Modi’s achievement clearly lies in assuring his interlocutors in Japan that under his leadership India is ready to get rid of its ‘red tape’ and instead roll out ‘red carpet’ to Japanese investors. He has promised to set up a special management team in the Prime Minister’s Office to facilitate Japanese investment in India. Few will challenge the worth of Modi’s ideas since he implemented many of them as chief minister of Gujarat. But many observers doubt that he can emulate his Gujarat experience on a national level due to the federal structure where support from states is essential to implement policies nationally.

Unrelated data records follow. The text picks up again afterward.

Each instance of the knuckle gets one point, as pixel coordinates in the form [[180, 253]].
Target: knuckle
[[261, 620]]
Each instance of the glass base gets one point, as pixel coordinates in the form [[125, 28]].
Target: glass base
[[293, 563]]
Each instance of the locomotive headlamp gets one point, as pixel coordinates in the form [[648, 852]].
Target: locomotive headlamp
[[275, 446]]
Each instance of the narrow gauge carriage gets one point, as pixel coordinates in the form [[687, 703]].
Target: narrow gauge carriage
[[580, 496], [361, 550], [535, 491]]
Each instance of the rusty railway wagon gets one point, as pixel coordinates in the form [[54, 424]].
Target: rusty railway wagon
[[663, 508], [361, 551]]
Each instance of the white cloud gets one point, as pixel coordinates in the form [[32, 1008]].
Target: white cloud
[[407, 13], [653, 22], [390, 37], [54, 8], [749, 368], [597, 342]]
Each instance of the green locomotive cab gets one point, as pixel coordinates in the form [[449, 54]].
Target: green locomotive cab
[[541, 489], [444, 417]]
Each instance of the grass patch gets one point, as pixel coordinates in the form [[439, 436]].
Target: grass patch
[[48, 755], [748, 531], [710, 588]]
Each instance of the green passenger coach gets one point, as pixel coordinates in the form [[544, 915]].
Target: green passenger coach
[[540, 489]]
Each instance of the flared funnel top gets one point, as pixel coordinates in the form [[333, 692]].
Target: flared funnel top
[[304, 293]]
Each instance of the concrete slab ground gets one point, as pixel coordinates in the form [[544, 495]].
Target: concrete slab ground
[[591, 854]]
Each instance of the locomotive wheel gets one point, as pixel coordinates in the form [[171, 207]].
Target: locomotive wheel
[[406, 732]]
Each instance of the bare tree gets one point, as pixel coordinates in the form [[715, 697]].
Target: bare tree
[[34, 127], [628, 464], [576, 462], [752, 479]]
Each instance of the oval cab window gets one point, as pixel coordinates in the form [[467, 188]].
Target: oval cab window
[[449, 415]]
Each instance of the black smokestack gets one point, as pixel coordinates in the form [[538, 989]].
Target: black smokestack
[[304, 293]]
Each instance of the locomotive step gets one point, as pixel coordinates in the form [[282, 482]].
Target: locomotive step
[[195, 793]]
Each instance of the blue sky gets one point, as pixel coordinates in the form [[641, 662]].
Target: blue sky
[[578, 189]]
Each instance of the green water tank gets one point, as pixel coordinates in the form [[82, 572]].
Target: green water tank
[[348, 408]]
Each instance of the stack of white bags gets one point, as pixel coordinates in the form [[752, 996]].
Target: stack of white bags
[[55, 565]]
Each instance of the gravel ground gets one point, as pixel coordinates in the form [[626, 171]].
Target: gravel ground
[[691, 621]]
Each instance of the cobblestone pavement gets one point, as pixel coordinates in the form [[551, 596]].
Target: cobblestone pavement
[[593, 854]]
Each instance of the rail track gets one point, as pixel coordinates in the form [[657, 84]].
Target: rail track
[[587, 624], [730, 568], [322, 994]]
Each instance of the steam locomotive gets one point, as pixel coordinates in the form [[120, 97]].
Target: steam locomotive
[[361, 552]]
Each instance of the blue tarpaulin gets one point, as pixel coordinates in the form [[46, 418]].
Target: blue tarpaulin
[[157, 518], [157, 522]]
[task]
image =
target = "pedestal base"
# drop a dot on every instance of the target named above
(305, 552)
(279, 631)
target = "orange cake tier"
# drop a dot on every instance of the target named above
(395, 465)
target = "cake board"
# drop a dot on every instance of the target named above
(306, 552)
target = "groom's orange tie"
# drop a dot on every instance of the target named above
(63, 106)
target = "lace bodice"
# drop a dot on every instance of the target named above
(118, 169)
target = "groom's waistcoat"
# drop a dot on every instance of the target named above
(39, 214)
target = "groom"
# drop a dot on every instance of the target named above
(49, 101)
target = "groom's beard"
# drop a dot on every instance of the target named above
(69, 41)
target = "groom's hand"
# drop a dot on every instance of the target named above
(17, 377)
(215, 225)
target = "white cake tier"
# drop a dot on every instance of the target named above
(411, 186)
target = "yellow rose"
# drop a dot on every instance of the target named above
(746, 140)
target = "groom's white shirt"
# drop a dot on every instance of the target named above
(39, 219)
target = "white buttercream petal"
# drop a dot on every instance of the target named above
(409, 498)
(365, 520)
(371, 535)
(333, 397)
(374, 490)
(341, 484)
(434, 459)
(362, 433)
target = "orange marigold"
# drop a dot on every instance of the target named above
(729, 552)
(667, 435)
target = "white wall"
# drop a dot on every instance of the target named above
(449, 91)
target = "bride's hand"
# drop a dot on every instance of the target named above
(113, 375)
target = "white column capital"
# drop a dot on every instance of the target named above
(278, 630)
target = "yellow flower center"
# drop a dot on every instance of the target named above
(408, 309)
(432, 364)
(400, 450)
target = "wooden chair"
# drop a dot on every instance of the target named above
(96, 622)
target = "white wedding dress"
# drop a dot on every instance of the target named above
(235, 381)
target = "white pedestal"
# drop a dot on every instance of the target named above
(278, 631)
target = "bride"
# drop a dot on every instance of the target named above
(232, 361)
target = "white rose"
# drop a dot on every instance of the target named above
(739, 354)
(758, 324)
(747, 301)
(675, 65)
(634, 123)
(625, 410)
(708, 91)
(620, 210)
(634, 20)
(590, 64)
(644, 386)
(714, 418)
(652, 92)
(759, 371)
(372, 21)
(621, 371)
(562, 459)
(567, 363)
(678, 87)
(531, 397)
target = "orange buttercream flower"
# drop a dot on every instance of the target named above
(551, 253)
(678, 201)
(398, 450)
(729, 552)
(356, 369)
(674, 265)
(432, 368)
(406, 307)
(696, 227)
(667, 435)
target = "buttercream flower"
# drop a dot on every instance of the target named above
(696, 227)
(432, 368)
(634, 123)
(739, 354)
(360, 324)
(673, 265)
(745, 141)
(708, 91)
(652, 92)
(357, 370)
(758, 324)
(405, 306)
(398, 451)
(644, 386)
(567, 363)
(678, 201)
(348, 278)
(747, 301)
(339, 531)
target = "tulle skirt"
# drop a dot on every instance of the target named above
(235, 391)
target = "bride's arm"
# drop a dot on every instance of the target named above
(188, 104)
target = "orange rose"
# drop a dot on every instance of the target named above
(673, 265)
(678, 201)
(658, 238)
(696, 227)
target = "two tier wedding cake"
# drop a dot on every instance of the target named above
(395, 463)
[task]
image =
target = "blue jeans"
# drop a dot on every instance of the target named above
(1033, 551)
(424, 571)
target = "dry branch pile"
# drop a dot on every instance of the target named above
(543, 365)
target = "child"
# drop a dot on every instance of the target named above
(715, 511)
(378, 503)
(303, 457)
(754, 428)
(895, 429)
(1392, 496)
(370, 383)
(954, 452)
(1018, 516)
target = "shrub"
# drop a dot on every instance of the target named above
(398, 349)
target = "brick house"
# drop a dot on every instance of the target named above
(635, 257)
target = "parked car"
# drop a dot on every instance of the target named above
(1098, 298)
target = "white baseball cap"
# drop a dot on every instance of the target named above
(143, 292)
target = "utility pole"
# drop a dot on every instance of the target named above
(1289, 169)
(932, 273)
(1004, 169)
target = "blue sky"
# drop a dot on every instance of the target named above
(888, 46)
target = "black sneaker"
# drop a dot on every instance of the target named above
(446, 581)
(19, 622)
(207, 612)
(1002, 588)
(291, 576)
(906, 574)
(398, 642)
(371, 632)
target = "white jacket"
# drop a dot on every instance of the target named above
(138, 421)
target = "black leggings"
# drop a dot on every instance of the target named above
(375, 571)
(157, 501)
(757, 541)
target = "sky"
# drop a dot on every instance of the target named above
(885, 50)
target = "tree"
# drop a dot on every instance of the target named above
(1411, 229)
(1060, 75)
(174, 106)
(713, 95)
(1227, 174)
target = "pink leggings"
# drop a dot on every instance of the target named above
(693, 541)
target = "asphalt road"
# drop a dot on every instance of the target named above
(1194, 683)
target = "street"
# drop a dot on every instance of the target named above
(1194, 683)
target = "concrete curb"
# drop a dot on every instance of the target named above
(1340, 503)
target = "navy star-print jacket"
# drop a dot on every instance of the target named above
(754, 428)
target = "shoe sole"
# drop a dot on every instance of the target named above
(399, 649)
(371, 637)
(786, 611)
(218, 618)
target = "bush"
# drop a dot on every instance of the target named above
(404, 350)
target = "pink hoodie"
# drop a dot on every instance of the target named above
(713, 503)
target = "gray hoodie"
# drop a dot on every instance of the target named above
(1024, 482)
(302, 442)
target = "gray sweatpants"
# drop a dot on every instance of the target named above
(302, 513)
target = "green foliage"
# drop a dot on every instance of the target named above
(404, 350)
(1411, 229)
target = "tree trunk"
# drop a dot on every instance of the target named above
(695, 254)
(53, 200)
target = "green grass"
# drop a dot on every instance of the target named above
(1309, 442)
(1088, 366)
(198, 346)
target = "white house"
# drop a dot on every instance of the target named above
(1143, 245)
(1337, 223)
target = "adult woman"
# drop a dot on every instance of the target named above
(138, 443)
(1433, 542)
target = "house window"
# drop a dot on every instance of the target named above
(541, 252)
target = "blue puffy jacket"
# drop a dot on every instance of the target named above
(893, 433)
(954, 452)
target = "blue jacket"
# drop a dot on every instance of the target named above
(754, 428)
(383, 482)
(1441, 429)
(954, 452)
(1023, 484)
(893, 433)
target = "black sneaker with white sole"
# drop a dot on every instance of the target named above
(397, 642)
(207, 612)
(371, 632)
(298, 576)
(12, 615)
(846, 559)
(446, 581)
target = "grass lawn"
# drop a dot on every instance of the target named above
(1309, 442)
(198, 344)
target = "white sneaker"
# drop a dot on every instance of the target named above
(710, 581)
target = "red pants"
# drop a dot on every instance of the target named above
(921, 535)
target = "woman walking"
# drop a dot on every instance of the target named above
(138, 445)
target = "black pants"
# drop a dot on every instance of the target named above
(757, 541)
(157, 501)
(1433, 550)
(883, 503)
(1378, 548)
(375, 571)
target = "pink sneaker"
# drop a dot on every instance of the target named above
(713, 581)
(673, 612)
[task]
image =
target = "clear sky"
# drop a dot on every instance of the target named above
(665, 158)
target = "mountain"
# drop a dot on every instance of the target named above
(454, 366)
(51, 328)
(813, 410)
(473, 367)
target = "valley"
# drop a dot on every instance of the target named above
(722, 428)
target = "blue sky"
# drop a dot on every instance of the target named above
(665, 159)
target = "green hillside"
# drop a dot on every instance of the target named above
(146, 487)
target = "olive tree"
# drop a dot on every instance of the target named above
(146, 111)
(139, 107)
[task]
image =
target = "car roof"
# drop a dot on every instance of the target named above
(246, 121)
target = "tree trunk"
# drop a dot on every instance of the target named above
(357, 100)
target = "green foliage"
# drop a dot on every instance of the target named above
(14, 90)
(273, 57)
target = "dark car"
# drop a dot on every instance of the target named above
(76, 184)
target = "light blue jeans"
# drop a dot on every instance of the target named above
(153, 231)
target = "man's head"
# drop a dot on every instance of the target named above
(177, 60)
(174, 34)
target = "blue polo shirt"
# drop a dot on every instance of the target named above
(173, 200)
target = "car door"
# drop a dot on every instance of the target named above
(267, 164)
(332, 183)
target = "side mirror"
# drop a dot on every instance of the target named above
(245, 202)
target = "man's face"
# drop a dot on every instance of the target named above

Rhetorically the two leaders reminded each other of their mutual goodwill and future potential for cooperation. Modi sees ‘only goodwill and mutual admiration’ between India and Japan, while Abe believes India holds for Japan ‘more potential than any other relations’. The pair has added ‘special’ to their existing lexicon of ‘strategic and global partnership’ to confirm a ‘special strategic and global partnership’, symbolising an upgrade in this bilateral relationship.
While both leaders are concerned about China’s rise and its assertiveness, neither leader talked directly about China or a ‘third party’ in their meetings. Prime Minister Modi in one of his speeches stated his preference for economic development (vikasvad) over expansionism (vistarvad), which is code for China’s assertiveness and expansionist actions in the South and East China Seas and its claim on Indian territories.
Although no big announcements resulted from Modi’s visit to Japan, the warmth of his reception signals the trip was a huge symbolic success. Wherever he visited, whether a temple or a primary school for community engagement, business meetings, or a summit meeting, Modi clearly wanted to engage with the Japanese people and their government. Interlocutors were impressed by his sincerity and genuine interest. This is surely no small achievement for a freshly minted Indian prime minister.
Purnendra Jain is Professor in Asian Studies at the University of Adelaide.